After this, in his journey onward from the place where he and Esau parted, he reaches Succoth, and then Shechem, and we may say, he had then returned to Canaan. But it is only still worse and worse with him. He seems for a while to have entirely forgotten himself and the call of God. And mischief must follow this. Consistency with our calling is looked for. We are all, it may be in a thousand ways, untrue to it; but if it be willingly disregarded by an easy, relaxing conscience, the commonest moral defences may soon give way. Truth and integrity may be forced to yield, and such pollutions may at last be found, that would not, as the apostle speaks, be named among the Gentiles.

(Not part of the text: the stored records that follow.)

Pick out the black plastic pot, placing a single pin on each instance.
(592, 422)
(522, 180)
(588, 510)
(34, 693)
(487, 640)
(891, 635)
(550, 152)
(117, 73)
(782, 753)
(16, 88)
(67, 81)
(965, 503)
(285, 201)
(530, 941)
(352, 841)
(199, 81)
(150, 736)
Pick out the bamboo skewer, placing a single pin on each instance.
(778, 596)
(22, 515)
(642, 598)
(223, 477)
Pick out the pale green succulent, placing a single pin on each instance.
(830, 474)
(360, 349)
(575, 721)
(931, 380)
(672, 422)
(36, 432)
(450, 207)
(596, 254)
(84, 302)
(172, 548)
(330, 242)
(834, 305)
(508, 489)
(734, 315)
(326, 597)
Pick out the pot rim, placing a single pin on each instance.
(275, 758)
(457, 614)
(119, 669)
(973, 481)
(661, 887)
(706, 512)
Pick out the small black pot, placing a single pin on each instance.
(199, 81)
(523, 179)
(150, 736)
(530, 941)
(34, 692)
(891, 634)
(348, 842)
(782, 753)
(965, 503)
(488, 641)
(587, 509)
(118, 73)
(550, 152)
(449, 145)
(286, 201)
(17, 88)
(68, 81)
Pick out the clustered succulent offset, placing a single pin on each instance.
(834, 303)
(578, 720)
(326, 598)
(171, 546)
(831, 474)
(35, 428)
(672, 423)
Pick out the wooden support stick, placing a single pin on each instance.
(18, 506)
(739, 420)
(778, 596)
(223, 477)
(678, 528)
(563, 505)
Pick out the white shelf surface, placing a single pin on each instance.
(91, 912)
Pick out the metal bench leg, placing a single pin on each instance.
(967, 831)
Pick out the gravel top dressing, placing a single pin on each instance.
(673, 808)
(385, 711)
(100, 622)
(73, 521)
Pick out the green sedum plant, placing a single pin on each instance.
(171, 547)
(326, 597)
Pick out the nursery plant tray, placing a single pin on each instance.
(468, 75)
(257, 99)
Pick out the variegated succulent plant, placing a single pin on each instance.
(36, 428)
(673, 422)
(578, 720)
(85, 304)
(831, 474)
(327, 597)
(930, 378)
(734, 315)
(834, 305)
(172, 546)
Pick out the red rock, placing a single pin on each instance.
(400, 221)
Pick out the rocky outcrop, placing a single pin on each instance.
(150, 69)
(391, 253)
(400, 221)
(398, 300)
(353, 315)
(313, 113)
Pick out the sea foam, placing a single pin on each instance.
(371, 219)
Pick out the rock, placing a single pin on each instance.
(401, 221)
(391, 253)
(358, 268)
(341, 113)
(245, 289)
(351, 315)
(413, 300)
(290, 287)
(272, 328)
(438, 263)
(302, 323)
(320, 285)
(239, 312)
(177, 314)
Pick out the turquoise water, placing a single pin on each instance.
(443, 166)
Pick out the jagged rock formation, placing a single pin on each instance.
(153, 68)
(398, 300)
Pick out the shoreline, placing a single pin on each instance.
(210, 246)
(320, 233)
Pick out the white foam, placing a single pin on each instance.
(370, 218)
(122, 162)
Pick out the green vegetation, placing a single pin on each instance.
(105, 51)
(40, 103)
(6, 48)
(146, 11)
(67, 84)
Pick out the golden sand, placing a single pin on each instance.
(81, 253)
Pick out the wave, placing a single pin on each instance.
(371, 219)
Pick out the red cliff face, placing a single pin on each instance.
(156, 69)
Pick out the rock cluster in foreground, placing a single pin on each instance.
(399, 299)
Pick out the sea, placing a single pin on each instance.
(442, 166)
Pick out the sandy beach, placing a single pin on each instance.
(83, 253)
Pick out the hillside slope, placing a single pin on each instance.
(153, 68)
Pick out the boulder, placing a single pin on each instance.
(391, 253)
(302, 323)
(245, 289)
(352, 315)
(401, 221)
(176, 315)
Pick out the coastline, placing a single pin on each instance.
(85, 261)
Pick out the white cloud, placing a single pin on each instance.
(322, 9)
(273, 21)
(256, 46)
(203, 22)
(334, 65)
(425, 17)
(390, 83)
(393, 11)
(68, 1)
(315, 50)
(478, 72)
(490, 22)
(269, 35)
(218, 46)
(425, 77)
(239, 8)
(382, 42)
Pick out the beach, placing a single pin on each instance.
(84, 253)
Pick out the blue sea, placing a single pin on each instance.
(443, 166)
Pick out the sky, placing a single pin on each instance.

At Succoth, where our patriarch first arrived, he builds a house; and then at Shalem, in Shechem, he buys a field--what Abraham and Isaac, truer to the call of God, never did, and never would have done. How could he count on moral security under such circumstances? The tent had been exchanged for a house, and the pilgrim stranger had become a citizen and a freeholder. Was not all this a forgetting of himself under the call of God? The Lord, long after this, lets David know, by His servant Nathan, that there was a difference between a house and a tent, and that He would have that difference maintained. 1 Chron. xvii. But here at Succoth, Jacob violates this. So also it is the divine memorial of the patriarchs in their purity, that they dwelt in tents (Heb. xi. 9); but here at Succoth, Jacob willingly forfeits that memorial. And again, the Lord did not give Abraham so much land as to set his foot on (Acts vii. 5); but here at Shalem in Shechem, Jacob, in spite of this, will have a parcel of ground, and buy it for an inheritance.

The altar, which comes next, in the catalogue, to the house and the field, may appear at first to be a relief and a sanctifier, the one good thing in the midst of corruption. But it is, perhaps, the worst of all. It was not raised to Him who had appeared to him. There had been no communion between the Lord and Jacob, at either Succoth or Shechem. Shechem was not Bethel, and this parcel of ground, where El-elohe-Israel was raised, was not the place of stones and destitution, where abounding grace had shone from an open heaven on the unfriended head of the patriarch, but the parcel of a field which Jacob had bought of the children of Hamor, the father of Shechem. It was raised, not by a heavenly stranger to the God who visited him, but in the midst of the uncircumcised. It looks like an attempt to get the Lord's sanction of Jacob's loss of his separated, pilgrim, Nazarite character; to link His name and His worship with that on which His judgment was resting, and toward which His long-suffering was shown till iniquity was full.